Ordering process and ferroelectricity in a spinel derived from FeV2O4

TL;DR

This study investigates the complex ordering processes and ferroelectricity in FeV2O4, revealing multiple phase transitions and the interplay of spin, orbital, and lattice effects through comprehensive experimental techniques.

Contribution

It provides a detailed experimental re-investigation of FeV2O4, clarifying its cationic composition and elucidating the sequence of structural, magnetic, and ferroelectric transitions.

Findings

Structural transition at 138 K

Magnetostructural transitions at 111 K and 56 K

Emergence of electric polarization below 56 K

Abstract

The spinel FeV2O4 is known to exhibit peculiar physical properties, which is generally ascribed to the unusual presence of two cations showing a pronounced interplay between spin, orbital and lattice degrees of freedom (Fe2+ and V3+ on the tetrahedral and octahedral sites, respectively).

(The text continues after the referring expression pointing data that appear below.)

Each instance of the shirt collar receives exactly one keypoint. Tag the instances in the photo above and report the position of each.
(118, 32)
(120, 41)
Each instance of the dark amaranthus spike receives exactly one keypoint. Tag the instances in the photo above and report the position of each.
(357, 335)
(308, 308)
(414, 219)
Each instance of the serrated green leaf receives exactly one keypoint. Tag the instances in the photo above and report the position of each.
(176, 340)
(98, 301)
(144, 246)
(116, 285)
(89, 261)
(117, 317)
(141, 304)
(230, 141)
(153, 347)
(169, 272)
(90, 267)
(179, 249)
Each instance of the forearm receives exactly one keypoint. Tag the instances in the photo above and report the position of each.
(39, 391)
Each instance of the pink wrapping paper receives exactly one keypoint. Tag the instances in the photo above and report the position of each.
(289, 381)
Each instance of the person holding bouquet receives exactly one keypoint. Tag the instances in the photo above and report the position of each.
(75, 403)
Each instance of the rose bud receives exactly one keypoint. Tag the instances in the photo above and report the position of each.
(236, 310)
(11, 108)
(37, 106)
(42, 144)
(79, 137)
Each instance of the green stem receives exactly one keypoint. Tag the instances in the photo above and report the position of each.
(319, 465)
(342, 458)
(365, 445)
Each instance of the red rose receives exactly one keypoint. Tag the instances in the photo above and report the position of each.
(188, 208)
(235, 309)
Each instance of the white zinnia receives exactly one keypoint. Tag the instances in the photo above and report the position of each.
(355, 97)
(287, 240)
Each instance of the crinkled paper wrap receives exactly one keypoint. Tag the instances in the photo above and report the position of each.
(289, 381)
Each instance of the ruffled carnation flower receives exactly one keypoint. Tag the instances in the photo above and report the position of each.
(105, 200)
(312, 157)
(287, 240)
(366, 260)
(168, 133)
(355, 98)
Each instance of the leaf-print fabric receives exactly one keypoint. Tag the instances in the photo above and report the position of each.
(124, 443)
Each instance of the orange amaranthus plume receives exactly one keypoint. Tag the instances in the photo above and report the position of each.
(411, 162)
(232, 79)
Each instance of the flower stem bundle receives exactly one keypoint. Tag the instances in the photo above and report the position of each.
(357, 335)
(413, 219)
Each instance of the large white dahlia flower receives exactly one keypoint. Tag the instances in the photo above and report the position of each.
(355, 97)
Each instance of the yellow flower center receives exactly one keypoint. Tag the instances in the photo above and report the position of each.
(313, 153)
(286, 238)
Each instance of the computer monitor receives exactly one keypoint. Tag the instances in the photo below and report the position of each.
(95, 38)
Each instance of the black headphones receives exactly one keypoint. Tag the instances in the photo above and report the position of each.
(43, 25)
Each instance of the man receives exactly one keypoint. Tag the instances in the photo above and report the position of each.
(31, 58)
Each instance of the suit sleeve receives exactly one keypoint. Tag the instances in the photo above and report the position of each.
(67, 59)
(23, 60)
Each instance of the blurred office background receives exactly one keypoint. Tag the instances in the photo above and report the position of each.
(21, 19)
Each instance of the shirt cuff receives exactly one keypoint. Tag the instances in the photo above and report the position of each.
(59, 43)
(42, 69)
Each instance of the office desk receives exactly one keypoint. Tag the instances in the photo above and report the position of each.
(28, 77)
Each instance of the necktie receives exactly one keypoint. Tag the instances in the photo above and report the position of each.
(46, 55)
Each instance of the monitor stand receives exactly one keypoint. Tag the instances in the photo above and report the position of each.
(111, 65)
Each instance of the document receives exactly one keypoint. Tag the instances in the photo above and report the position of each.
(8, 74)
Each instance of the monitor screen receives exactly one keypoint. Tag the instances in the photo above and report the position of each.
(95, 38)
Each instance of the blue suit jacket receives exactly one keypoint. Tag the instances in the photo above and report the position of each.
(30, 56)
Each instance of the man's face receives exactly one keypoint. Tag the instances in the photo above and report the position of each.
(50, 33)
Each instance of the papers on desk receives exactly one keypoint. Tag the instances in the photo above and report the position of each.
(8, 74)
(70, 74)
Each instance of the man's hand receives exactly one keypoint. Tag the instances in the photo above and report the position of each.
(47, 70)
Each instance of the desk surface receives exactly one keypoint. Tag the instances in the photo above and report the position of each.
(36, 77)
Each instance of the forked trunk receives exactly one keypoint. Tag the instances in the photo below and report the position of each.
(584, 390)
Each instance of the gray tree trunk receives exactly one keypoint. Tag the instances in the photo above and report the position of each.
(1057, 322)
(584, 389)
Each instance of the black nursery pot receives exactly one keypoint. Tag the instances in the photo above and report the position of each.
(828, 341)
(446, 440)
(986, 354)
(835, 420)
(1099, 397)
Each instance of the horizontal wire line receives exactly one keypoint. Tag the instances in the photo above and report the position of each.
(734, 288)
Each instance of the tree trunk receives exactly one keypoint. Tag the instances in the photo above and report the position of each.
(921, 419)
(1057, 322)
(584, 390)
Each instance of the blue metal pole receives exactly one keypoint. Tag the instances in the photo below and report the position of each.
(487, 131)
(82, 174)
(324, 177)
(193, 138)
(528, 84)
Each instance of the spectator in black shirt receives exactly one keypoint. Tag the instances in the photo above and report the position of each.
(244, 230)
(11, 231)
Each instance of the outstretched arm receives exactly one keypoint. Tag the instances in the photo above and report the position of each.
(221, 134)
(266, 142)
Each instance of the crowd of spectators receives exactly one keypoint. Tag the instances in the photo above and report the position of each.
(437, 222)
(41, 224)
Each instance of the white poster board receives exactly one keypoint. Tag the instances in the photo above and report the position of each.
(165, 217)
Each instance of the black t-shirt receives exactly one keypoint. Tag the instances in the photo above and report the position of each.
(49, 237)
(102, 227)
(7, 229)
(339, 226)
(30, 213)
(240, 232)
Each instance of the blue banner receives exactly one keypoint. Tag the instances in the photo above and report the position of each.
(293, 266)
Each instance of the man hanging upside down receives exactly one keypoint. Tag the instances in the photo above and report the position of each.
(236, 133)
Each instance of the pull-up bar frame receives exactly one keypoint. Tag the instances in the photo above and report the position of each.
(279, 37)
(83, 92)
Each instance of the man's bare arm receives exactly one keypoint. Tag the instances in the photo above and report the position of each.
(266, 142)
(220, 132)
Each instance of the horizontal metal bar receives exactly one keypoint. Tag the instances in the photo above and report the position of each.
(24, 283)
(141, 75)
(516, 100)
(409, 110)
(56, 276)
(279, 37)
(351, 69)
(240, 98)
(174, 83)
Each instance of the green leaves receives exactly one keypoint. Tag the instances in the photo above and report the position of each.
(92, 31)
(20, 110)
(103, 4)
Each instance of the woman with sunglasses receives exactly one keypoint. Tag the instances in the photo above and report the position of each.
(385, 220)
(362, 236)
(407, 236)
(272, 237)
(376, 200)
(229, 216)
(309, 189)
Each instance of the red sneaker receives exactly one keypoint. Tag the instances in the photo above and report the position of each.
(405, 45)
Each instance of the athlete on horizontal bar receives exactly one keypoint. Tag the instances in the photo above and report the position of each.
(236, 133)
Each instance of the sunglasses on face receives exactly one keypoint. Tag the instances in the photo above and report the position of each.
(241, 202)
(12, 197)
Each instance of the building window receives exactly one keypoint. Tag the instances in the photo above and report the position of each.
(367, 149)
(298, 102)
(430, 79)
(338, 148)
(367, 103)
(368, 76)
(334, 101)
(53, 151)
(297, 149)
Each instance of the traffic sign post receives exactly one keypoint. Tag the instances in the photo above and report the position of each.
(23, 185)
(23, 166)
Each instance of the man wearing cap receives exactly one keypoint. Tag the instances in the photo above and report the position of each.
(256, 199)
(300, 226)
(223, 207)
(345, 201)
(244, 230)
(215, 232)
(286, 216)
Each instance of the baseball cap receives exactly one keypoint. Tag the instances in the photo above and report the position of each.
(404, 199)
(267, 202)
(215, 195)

The present work reports on an experimental re-investigation of this material based on a broad combination of techniques, including x-ray diffraction, energy dispersive and M\"ossbauer spectroscopies, as well as magnetization, heat capacity, dielectric and polarization measurements. Special attention was firstly paid to establish the exact cationic composition of the investigated samples, which was found to be Fe1.18V1.82O4. All the physical properties were found to point out a complex ordering process with a structural transition at TS = 138 K, followed by two successive magnetostructural transitions at TN1 = 111 K and TN2 = 56 K. This latter transition marking the appearance of electric polarization, magnetization data were analysed in details to discuss the nature of the magnetic state at T< TN2. An overall interpretation of the sequence of transitions was proposed, taking into account two spin couplings, as well as the Jahn-Teller effects and the mechanism of spin-orbit stabilization. Finally, the origin of ferroelectricity in Fe1.18V1.82O4 is discussed on the basis of recent models.